A question of negligence presents the question, what a person ought or ought not to have done under the circumstances of the case. The law has not undertaken, except in certain instances, to define, and could not very well define, this duty under particular circumstances; for it could not anticipate and define the circumstances under which the duty arises. A question of negligence is a question belonging to the common affairs and experience of men; it is a question to be decided under the circumstances of the case, by the common experience of men as to the duties of each other. Its decision is really the expression of an opinion or judgment as to the conduct of another under particular circumstances; and, as has been observed, it is very rarely, even where there is no controversy about the circumstances, that they are not conflicting, as evidence or arguments on the question of negligence; for some will tend to show care, and some negligence.
This being the nature of a question of negligence, is it extraordinary that the common law should have committed the decision of it to a jury?
If, as was intimated by Judge BARCULO, in Haring v.
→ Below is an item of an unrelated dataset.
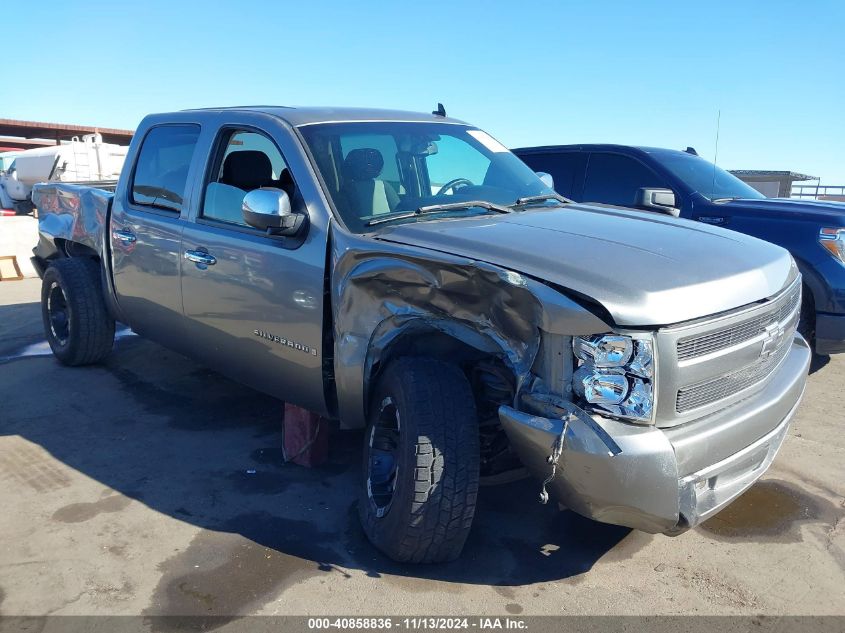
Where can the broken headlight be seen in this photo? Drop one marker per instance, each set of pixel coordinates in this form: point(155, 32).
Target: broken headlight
point(615, 375)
New York Erie R.R. Co. (13 Barb., 9), juries cannot be safely trusted with this question, as between an individual and a railroad corporation, then, in such cases, let the legislature alter the common law, and, in such cases, commit it to the court.
It is very clear to me that, in this case, the questions as to negligence on the part of the intestate, as well as to negligence on the part of the defendant's employees, were questions of fact for the jury; and that the court very properly refused to hold otherwise.
My conclusion is, that the judgment of the Supreme Court should be affirmed, with costs.
SELDEN, Ch. J., and WRIGHT, J., were absent.